Include artrial reconstruction, with or without amputation of the part involved and this depends on presence or absence and the extent of gangrene.
Aspirin is sometimes useful in the presence of thrombosis. Occasionally embolisation and intra arterial ballooning help to relieve arterial occlusion. Vasodilator drugs have no place.
Usually seen in ankle and tarsal bones in the presence of peripheral sensory and motor neuropathy. Weight bearing becomes difficult in these patients. They often need amputation.
Management of foot lesions is not complete without making the patient walk and return to work with proper and individually designed foot wear with microcellular leather insole and soft leather or Kangora rubber all-round.
|Improved with conservative (medical and debridiment) management||165 (72%)|
|Required surgical procedure||57 (25%)|
|Lost to followup / dead||8 (3%)|
|Arterial reconstruction 8 (successful 6).|
|Amputation at various levels in 36, more often in an infected neuropathic foot/limb.|
The cost of management of limb or life threatening lesion whether in a neuropathic or ischemic foot ranges from Rs. 25,000 to 75,000. The time and effort required at considerable and often taxing to the patience of patients, family members and medical profession.

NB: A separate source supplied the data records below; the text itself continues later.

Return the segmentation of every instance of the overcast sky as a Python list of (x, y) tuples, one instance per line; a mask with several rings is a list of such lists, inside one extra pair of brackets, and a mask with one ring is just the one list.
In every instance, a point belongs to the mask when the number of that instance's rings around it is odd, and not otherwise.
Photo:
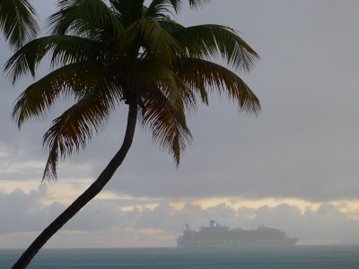
[[(55, 1), (32, 1), (41, 19)], [(178, 169), (151, 134), (135, 143), (105, 191), (46, 246), (175, 246), (184, 223), (215, 219), (230, 227), (265, 224), (300, 244), (359, 244), (359, 2), (213, 0), (183, 8), (184, 25), (230, 26), (259, 54), (241, 76), (258, 96), (258, 117), (210, 97), (188, 118), (193, 143)], [(12, 51), (1, 39), (0, 63)], [(46, 65), (38, 78), (46, 74)], [(42, 135), (61, 111), (21, 132), (11, 119), (16, 97), (0, 75), (0, 247), (25, 247), (95, 178), (119, 148), (126, 108), (85, 151), (41, 184)]]

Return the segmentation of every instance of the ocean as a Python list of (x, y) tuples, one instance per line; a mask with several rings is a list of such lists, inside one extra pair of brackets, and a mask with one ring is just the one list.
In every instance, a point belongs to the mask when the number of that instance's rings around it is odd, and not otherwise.
[[(10, 268), (21, 249), (0, 249), (0, 268)], [(197, 248), (42, 249), (29, 269), (358, 269), (359, 246)]]

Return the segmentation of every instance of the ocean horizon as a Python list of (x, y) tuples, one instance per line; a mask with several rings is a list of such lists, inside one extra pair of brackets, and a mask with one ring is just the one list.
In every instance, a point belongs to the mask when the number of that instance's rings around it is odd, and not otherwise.
[[(23, 249), (0, 249), (0, 268)], [(221, 248), (43, 248), (29, 269), (358, 269), (359, 245)]]

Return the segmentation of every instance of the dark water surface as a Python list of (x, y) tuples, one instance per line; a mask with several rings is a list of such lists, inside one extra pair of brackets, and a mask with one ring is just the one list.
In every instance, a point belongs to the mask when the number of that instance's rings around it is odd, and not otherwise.
[[(10, 268), (20, 249), (0, 249), (0, 268)], [(359, 246), (294, 246), (223, 249), (42, 249), (30, 269), (359, 269)]]

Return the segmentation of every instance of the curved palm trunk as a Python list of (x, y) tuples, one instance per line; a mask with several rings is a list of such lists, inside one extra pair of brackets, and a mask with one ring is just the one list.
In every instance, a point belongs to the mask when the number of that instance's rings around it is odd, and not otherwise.
[(87, 188), (67, 209), (66, 209), (50, 225), (48, 226), (32, 244), (22, 253), (19, 260), (13, 265), (13, 269), (26, 268), (34, 256), (45, 243), (74, 217), (87, 203), (96, 196), (105, 185), (109, 181), (116, 169), (124, 161), (134, 138), (135, 127), (137, 119), (137, 105), (131, 102), (128, 107), (127, 126), (121, 148), (109, 161), (105, 169), (89, 188)]

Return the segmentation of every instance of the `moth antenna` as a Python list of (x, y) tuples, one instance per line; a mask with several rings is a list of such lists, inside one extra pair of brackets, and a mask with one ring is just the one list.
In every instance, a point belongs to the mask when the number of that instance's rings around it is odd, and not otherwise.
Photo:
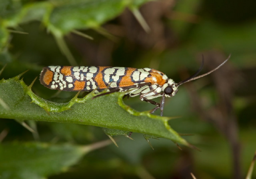
[(206, 75), (208, 75), (209, 74), (211, 74), (214, 71), (215, 71), (215, 70), (218, 70), (218, 69), (219, 69), (221, 66), (222, 66), (228, 60), (229, 60), (229, 59), (230, 58), (230, 56), (231, 56), (231, 55), (230, 55), (229, 56), (228, 56), (228, 58), (226, 60), (225, 60), (224, 62), (223, 62), (222, 64), (221, 64), (220, 65), (219, 65), (218, 66), (216, 67), (214, 69), (210, 71), (210, 72), (207, 72), (206, 73), (205, 73), (204, 74), (203, 74), (202, 75), (200, 75), (200, 76), (196, 76), (196, 75), (197, 75), (199, 73), (199, 72), (200, 72), (200, 71), (202, 70), (202, 68), (203, 67), (203, 65), (204, 64), (204, 58), (203, 58), (203, 60), (202, 60), (202, 64), (201, 65), (201, 67), (200, 67), (200, 68), (199, 69), (199, 70), (198, 70), (195, 73), (195, 74), (193, 75), (191, 77), (189, 77), (187, 79), (185, 80), (184, 80), (182, 81), (181, 82), (180, 82), (179, 83), (178, 83), (176, 85), (176, 87), (178, 87), (178, 86), (182, 85), (182, 84), (184, 84), (185, 83), (186, 83), (187, 82), (190, 82), (191, 81), (194, 80), (196, 80), (196, 79), (198, 79), (198, 78), (201, 78), (204, 77), (204, 76), (206, 76)]

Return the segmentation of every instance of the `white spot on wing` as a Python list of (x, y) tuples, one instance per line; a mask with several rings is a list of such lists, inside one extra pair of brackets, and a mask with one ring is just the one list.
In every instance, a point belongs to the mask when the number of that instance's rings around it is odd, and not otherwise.
[(134, 81), (140, 80), (140, 72), (136, 71), (132, 74), (132, 79)]
[(73, 84), (71, 84), (70, 83), (68, 84), (68, 88), (73, 88)]
[(66, 78), (66, 80), (67, 82), (70, 83), (72, 83), (73, 82), (73, 79), (71, 76), (67, 76)]

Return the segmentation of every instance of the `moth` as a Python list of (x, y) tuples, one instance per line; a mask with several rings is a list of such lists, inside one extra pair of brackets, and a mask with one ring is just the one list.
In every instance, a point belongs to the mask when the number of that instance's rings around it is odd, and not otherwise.
[[(129, 97), (140, 96), (141, 101), (156, 107), (154, 112), (160, 108), (162, 116), (166, 97), (175, 95), (180, 85), (202, 78), (217, 70), (230, 57), (214, 69), (197, 76), (203, 65), (188, 78), (176, 83), (163, 73), (150, 68), (134, 68), (109, 66), (49, 66), (44, 67), (40, 75), (40, 82), (52, 90), (66, 91), (91, 91), (98, 93), (107, 88), (107, 92), (94, 97), (118, 91), (126, 91)], [(161, 97), (160, 103), (152, 100)]]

Therefore preventure measures assume great importance.
|Paraesthesia||no (0)||yes (2)|
|Hypoesthesia||no (0)||yes (4)|
|Anaesthesia||no (0)||yes (6)|
|Veins on dorsum of foot|
|Empties normally on lying flat (0)|
|Distended on lying flat (3)|
|Distended on leg elevation to 45 (6)|
|H/O intermittent claudication||No (0)||Moderate (3)||Severe (6)|
|H/O rest pain||No (0)||Moderate (3)||Severe (6)|
|H/O nocturnal leg pain||No (0)||Moderate (3)||Severe (6)|
|Peripheral Pulses||Normal (0)||Feeble (4)||Absent (6)|
|Filling time after blanching of nail beds|
|By pinching (in seconds)||<5 (0) 5-10 (1) 11-15 (2) . 15 (4)|
|Skin and Nail Changes:|
|Improper carefoot wear||Yes (1)|
|Skin: cold/dry/thickened/atrophic/shining/loss of hair||No (0)||Yes (2)|
|Nails: thickened /ingrown/fungal infections||No (0)||Yes (2)|
|Presence of corns||No (0)||Yes (2)|
|Presence of calluses||No (0)||Yes (2)|
|Deformaties of toes & foot|
|Based on the points scored, patients are classified into categories A to E with increasing risk for developing foot problems.|
|A <5: B 5-10: C 11-15: D 15-20: E . 20:|
1. Patients in categories C,D and E require intensive foot care education and corrective therapy is possible.
2. Patients should be evaluated every six months; if the number of points increases, need for evaluation for increase and corrective measures.
3. A history of a previous foot problem puts a patient in the high risk category irrespective of points scored.